Back in 1981, I went to a local trade school that had a 6 week course in Electronic Assembly. The instructor was a former tech at NASA/JPL.
That's how I started out.
7 years later, I got hired (via a temp agency) at NASA/JPL doing the same thing he did. I went back to the school. When I told the instructor where I was working, he got this huge ear to ear smile on his face.
Just another option to look into if its something you really like doing.

Its a fickle industry though. At least in my case.
Southern California, countless military contractors and sub-contractors.
Most jobs were short lived, but plentiful back then. Get laid off on Friday, be working somewhere else by the following Tuesday at the latest.
I've had my soldering iron on everything from sprinkler systems to Space Shuttle parts.

/nostalgia
#22
I've never had a Weller iron.
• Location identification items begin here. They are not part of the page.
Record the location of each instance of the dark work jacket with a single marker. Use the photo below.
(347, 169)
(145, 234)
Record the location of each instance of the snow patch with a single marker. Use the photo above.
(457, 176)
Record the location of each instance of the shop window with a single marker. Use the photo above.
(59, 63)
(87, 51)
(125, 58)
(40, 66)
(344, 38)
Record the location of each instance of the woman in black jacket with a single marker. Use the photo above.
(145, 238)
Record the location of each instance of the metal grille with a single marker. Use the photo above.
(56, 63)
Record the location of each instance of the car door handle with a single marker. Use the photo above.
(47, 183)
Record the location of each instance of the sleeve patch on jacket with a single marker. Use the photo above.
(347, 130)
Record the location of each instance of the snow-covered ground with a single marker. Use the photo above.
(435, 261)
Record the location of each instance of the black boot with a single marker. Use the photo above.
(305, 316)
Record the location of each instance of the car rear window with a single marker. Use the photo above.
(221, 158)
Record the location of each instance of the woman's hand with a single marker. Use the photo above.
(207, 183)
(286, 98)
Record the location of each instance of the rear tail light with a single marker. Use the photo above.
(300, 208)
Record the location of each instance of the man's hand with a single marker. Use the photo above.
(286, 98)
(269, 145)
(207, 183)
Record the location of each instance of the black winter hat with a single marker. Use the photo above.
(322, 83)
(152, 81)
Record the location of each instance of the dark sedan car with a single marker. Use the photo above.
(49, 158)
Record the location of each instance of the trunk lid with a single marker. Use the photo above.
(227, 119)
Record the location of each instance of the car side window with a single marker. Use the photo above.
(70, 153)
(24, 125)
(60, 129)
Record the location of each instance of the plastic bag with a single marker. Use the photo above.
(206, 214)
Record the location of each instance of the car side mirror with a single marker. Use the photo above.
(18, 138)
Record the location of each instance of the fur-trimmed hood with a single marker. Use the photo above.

I used one in college and it was glorious compared to the cheap irons I was used to. I have two Weller soldering guns that my dad has had since he was younger. I don't know exactly how old they are; probably mid-1960s. On one of them the bakelite case has a couple of small cracks but they still work beautifully. I only use guns when I am soldering to stuff with lots of surface area or mass, like pot/switch casings and chassis in tube gear.